Global interest rates will likely continue to rise until 2023 when hot rates will begin to cool in response to central banks' actions, according to Kristalina Georgieva, managing director of the International Monetary Fund.
Commodity prices, such as oil, may have stabilized and started to fall in recent months, but Georgieva said she will do so in response to recession risks and not necessarily because inflation has been tamed.
Commodity prices, such as oil, may have stabilized and started to fall in recent months, but Georgieva said she will do so in response to recession risks and not necessarily because inflation has been tamed.
“Right now, we are still seeing inflation going up; we have to throw some cold water on it.”
The disruptions caused by the pandemic in supply chains have led to bottlenecks while the war in Ukraine has exacerbated these shocks. The result has been rising prices for commodities including basic foodstuffs such as food, fertilizer and energy.
While food inflation had already started before the pandemic and the war, the two events only added to the problem.

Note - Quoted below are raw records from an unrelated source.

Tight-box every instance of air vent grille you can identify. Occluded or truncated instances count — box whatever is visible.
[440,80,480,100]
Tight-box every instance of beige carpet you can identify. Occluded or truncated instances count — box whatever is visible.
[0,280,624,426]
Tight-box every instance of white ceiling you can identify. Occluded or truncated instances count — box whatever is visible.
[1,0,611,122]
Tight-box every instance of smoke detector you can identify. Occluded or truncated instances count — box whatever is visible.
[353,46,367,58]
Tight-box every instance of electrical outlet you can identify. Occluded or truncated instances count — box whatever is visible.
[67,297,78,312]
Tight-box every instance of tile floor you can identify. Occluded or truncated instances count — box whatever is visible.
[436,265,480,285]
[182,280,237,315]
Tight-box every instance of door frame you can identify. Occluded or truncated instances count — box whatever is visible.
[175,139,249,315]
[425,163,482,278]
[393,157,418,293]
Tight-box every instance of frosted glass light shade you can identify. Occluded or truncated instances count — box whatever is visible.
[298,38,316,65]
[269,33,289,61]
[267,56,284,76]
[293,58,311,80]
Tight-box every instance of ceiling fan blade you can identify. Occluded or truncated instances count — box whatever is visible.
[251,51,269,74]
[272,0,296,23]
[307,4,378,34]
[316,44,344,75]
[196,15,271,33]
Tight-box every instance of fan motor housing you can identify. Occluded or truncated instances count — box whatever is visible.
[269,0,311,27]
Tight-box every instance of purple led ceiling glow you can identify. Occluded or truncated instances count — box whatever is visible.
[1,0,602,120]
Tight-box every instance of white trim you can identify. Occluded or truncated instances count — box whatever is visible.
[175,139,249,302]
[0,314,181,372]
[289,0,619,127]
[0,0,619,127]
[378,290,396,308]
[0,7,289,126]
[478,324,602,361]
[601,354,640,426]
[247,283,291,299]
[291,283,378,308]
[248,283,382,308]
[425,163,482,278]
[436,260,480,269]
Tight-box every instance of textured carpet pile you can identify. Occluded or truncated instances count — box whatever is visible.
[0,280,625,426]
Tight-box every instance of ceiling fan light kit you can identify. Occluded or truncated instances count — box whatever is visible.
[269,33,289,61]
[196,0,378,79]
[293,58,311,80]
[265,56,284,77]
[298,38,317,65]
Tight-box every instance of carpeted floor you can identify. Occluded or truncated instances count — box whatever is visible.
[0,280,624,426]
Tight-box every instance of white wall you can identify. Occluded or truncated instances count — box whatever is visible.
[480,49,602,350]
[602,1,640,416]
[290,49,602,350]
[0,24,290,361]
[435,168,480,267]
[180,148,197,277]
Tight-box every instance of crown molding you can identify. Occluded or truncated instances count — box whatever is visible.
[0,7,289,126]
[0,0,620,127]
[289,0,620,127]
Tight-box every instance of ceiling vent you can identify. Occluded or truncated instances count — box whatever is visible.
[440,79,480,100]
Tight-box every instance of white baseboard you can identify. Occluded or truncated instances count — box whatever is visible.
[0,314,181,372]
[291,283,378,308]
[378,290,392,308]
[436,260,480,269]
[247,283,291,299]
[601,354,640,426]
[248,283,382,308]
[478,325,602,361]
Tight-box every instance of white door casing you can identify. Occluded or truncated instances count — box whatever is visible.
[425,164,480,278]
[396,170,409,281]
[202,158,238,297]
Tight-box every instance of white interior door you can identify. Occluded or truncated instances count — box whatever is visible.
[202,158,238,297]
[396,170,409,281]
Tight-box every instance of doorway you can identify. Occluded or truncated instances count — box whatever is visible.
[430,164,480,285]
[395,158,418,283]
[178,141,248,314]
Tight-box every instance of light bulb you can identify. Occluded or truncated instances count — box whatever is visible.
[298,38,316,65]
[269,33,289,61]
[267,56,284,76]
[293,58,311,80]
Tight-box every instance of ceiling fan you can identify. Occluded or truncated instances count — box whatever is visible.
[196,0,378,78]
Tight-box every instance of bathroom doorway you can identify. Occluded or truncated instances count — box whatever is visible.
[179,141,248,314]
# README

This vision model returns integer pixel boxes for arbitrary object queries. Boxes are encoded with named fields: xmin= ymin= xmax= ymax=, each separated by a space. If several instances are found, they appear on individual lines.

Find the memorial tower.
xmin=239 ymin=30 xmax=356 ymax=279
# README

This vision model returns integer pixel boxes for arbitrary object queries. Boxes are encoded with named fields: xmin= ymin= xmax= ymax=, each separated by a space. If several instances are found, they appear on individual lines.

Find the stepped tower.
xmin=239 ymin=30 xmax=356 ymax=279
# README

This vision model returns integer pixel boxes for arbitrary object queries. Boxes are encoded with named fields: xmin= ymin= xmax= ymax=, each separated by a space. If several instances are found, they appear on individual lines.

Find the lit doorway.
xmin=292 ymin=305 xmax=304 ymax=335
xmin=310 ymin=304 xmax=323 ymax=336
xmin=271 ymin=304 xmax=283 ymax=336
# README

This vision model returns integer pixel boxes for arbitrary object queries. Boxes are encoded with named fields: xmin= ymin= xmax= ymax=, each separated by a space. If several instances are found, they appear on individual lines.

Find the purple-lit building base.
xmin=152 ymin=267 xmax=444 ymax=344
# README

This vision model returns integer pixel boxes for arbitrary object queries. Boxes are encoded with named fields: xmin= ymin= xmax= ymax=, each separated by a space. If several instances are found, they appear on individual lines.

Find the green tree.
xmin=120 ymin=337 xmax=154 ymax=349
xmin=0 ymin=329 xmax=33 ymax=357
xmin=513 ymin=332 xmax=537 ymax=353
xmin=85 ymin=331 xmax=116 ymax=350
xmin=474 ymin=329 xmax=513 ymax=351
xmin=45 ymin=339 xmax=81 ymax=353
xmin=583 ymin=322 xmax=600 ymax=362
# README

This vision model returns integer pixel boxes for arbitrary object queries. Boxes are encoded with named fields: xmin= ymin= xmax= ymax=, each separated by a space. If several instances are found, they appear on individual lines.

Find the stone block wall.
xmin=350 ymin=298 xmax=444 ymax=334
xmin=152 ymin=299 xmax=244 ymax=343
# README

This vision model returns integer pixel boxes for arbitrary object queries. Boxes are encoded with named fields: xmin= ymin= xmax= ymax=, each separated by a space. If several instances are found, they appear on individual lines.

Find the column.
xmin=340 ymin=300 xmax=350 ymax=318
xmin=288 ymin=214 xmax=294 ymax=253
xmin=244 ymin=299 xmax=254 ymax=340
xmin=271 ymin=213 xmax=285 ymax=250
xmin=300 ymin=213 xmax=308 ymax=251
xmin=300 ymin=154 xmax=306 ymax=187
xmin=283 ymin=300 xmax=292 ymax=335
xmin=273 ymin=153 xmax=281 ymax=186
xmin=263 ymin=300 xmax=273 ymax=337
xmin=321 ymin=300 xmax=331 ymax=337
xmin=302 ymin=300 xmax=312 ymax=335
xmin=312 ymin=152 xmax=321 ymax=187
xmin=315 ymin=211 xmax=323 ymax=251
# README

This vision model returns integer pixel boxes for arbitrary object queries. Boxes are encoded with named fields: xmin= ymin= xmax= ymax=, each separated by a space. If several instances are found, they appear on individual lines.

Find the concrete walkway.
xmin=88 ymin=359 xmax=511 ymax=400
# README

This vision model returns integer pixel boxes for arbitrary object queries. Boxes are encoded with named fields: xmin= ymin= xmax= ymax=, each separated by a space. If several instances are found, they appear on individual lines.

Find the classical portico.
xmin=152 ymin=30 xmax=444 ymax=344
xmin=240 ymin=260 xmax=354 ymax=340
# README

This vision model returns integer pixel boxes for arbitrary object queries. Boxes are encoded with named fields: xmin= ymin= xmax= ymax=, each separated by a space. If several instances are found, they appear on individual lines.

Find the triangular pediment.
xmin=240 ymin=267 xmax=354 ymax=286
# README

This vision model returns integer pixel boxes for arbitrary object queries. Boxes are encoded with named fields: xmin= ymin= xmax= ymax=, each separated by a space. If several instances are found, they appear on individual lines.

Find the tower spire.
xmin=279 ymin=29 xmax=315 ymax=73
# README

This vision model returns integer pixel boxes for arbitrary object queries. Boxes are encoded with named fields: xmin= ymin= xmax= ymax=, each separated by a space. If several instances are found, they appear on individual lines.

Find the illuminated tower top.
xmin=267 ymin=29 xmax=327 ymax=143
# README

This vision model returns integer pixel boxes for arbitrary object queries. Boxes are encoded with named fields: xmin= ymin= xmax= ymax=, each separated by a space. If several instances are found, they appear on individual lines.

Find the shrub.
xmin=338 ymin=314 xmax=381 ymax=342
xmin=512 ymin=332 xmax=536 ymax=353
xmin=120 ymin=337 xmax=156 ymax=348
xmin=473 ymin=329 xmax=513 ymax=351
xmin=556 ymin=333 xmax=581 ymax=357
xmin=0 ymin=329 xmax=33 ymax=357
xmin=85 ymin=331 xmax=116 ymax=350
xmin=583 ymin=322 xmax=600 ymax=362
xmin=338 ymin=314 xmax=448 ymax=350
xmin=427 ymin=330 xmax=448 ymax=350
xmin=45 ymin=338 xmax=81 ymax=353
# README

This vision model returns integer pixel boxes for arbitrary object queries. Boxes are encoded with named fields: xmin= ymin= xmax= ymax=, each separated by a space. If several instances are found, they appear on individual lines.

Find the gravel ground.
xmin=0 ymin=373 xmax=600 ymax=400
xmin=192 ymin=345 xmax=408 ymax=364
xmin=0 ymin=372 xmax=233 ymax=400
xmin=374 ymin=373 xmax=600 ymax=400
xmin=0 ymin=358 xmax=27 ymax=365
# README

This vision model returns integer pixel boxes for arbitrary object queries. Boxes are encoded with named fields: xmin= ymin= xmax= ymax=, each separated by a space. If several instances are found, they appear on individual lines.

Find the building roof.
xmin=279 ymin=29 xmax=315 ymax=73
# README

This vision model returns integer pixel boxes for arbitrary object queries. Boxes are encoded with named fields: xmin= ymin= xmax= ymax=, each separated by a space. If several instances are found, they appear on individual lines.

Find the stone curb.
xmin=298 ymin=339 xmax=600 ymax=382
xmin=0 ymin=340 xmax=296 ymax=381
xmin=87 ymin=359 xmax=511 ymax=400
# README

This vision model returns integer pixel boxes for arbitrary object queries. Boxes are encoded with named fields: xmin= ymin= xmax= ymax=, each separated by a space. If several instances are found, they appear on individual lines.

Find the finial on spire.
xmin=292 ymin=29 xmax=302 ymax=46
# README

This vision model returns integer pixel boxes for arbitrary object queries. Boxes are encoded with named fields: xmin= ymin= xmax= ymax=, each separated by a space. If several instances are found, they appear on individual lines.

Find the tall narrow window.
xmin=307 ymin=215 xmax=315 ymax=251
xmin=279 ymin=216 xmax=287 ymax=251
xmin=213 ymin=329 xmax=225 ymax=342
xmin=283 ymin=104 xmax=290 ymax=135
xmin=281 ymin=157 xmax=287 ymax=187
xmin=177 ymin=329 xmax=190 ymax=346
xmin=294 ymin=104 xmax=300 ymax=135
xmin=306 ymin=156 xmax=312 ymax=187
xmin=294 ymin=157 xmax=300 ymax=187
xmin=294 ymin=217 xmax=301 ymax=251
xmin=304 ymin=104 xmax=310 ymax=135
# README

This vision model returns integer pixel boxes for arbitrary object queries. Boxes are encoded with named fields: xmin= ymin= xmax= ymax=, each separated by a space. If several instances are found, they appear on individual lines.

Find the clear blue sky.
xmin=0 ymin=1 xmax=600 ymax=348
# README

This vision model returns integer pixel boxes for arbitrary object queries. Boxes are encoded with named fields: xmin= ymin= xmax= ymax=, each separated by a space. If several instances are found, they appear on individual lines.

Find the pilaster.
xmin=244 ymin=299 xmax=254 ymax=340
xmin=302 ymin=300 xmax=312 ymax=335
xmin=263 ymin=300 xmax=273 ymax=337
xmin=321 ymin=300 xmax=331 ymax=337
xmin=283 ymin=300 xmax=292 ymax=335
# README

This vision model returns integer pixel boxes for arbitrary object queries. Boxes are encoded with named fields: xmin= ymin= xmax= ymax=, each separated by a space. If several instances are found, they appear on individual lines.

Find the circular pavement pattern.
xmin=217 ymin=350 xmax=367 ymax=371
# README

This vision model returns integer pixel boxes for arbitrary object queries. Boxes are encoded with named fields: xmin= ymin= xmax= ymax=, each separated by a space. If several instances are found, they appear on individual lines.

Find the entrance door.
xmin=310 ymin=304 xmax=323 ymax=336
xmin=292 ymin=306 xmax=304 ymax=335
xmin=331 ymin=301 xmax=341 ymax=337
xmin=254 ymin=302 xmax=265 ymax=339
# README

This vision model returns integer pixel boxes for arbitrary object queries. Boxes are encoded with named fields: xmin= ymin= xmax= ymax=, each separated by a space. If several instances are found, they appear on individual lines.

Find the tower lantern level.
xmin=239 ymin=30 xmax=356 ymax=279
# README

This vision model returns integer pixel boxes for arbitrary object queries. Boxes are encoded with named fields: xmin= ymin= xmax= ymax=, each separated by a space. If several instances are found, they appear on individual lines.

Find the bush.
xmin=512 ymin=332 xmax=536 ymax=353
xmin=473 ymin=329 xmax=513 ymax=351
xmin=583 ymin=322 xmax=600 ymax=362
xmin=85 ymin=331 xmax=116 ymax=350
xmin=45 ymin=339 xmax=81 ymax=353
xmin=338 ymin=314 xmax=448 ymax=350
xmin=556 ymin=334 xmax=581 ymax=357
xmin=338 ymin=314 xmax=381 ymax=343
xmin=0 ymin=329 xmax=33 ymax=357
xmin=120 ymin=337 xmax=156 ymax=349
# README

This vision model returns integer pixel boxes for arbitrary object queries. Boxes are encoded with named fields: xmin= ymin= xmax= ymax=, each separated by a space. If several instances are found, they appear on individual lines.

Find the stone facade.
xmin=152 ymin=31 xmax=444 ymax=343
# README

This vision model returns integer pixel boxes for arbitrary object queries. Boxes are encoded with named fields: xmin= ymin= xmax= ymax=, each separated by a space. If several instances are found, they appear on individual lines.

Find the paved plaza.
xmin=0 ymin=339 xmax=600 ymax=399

Global food prices reached an all-time high between March and April this year, according to the World Bank.
The World Bank's March-April Food Price Index has increased by 15% over the past two months and was 80% higher than it was two years ago.
Oil prices have stabilized and started to slide, dropping from $120 a barrel in early June to less than $100 a barrel this week.
However, US consumer inflation hit a 40-year high of 9.1% last month, a situation Treasury Secretary Janet Yellen described at the G20 as "unacceptably high".
She added that it was important to control inflation, or else incomes would be eroded, hitting the hardest in the world's poorest regions.